Sin miedo a la censura, te ofrecería un beso apasionado en tus labios, bellos como el cielo, y aunque pienses que no tengo razón, por ti lo daría todo, como lo haría un loco por amor, sin reconocimiento alguno. Me rindo ante tus pies y te confieso que ya no puedo más, que considero esto una derrota más.
Para mí fuiste y eres el Santo Grial, única en tu especie, difícil de encontrar. Aún sigo siendo fiel creyente de que eres mi Santo Grial, el que tiene el poder de darme vida eterna y sanar mi corazón, que está hecho añicos por no saberme valorar.
Más allá de ser el objeto que me dará paz, eres la persona que tanto me costó encontrar. Eres la guía que debo seguir para hallar la paz mental.
Eso era lo que me decía cuando no te quería soltar, cuando deseaba cambiar lo incambiable por un simple capricho, buscando amar y ser amado. Así pensaba un hombre que fue pisoteado toda su vida, un hombre al que una vez más le habían derrotado.
Siento miles de derrotas que soportar, con un desorden mental que tú ni te imaginas. Tarde me doy cuenta de que el amor es la muerte de la paz mental, tanto que anhelé amar, y ahora me arrepiento de haberlo hecho. La simbología del Santo Grial era una búsqueda espiritual, un encuentro con lo divino, una metáfora para revivir los buenos tiempos de paz mental.
Como el milagro de Fátima, te concedí el secreto de cómo mi infierno podía parar.
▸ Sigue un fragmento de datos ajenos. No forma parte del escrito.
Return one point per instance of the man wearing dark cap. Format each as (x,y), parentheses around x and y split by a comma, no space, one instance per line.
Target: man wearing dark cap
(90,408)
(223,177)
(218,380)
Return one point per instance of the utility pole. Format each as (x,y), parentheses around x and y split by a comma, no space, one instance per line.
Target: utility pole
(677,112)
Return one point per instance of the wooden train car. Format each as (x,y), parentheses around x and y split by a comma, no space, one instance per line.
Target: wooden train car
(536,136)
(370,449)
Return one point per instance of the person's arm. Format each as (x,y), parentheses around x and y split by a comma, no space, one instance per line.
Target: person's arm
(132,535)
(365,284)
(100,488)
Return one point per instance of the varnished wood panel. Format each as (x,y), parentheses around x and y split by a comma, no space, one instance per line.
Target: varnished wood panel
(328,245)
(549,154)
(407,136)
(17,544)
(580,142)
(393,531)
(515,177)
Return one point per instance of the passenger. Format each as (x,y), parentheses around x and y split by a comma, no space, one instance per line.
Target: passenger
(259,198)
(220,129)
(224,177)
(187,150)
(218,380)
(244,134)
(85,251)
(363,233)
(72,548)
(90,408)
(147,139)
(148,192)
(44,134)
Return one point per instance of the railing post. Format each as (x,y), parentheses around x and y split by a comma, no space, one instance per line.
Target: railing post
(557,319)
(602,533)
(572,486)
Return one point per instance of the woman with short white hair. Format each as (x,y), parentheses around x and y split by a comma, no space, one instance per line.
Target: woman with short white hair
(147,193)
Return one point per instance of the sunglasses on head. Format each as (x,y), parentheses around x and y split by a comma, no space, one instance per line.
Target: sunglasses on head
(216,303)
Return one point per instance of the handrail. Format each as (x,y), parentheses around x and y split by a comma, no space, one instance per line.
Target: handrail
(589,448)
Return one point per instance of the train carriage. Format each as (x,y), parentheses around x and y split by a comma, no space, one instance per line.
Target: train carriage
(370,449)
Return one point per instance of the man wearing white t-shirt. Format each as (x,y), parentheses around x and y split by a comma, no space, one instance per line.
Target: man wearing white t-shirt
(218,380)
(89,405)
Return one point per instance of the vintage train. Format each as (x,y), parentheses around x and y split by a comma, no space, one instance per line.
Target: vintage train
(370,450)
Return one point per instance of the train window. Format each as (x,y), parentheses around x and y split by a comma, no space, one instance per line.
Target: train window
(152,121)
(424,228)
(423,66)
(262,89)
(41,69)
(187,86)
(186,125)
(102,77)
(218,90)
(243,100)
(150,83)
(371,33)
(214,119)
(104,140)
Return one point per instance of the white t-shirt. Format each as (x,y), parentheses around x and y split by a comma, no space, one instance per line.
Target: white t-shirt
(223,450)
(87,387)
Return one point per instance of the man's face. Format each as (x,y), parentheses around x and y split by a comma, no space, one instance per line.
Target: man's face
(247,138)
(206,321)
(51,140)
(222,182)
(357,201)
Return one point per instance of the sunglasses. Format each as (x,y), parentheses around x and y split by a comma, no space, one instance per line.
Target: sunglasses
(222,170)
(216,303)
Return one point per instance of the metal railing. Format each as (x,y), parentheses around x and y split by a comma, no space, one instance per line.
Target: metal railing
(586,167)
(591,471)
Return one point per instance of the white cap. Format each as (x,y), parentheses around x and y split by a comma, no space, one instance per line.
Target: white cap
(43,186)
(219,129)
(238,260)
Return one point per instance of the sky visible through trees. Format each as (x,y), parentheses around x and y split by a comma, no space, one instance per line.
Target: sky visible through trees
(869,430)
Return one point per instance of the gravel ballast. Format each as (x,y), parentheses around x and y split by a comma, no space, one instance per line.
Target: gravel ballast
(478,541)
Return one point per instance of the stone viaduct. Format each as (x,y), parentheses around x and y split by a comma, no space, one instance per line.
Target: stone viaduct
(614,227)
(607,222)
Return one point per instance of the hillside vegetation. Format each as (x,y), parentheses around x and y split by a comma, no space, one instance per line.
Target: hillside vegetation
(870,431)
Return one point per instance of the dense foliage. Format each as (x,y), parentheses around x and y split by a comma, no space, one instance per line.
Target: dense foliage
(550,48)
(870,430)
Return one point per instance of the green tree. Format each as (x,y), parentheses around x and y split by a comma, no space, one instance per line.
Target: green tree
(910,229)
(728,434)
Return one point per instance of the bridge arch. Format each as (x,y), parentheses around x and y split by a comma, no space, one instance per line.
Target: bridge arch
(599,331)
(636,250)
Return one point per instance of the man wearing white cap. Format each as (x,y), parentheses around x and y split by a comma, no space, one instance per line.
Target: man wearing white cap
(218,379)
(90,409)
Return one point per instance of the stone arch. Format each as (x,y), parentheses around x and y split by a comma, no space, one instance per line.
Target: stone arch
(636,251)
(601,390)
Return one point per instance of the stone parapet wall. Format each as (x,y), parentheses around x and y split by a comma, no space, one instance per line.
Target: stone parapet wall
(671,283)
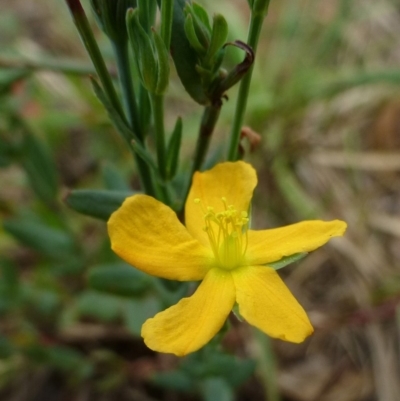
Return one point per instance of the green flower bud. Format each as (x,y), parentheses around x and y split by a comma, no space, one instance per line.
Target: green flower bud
(110,15)
(150,53)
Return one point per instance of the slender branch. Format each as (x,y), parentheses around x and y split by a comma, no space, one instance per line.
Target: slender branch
(62,66)
(85,31)
(167,10)
(257,19)
(127,89)
(157,104)
(132,112)
(208,122)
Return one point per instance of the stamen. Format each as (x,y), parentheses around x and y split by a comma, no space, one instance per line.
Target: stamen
(227,233)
Te lo dije para que no lo temieras más, revelé el dolor que había dentro de mí sin tener que ir al más allá.
Te conté cómo mi alma se consumía por no alabar su nombre, por no doblar rodillas cuando tenía la oportunidad. Te di todo mi amor y me olvidé de quién me enseñó a amar, de quien me otorgó la vida y me enseñó a caminar.
Di por muerta mi forma de amar, y hoy considero que renunciar fue mi derrota. Ya no me cansa caer y ser aplastado una vez más. Caí en la tentación de tus labios morenos, así como Eva cayó en la tentación del fruto prohibido del Edén.
Muero de envidia cuando alguien más te ve, como Caín se dejó llevar por la envidia, acabando con Abel. Y ahora, condenado a vagar por las calles de la ciudad, por no corresponder al llamado de un Dios que desde arriba todo lo ve, considero mi batalla un fracaso por buscar el amor de alguien que ni siquiera me ve. Hoy es el día de mi derrota, pero soy un hombre que sabe perder.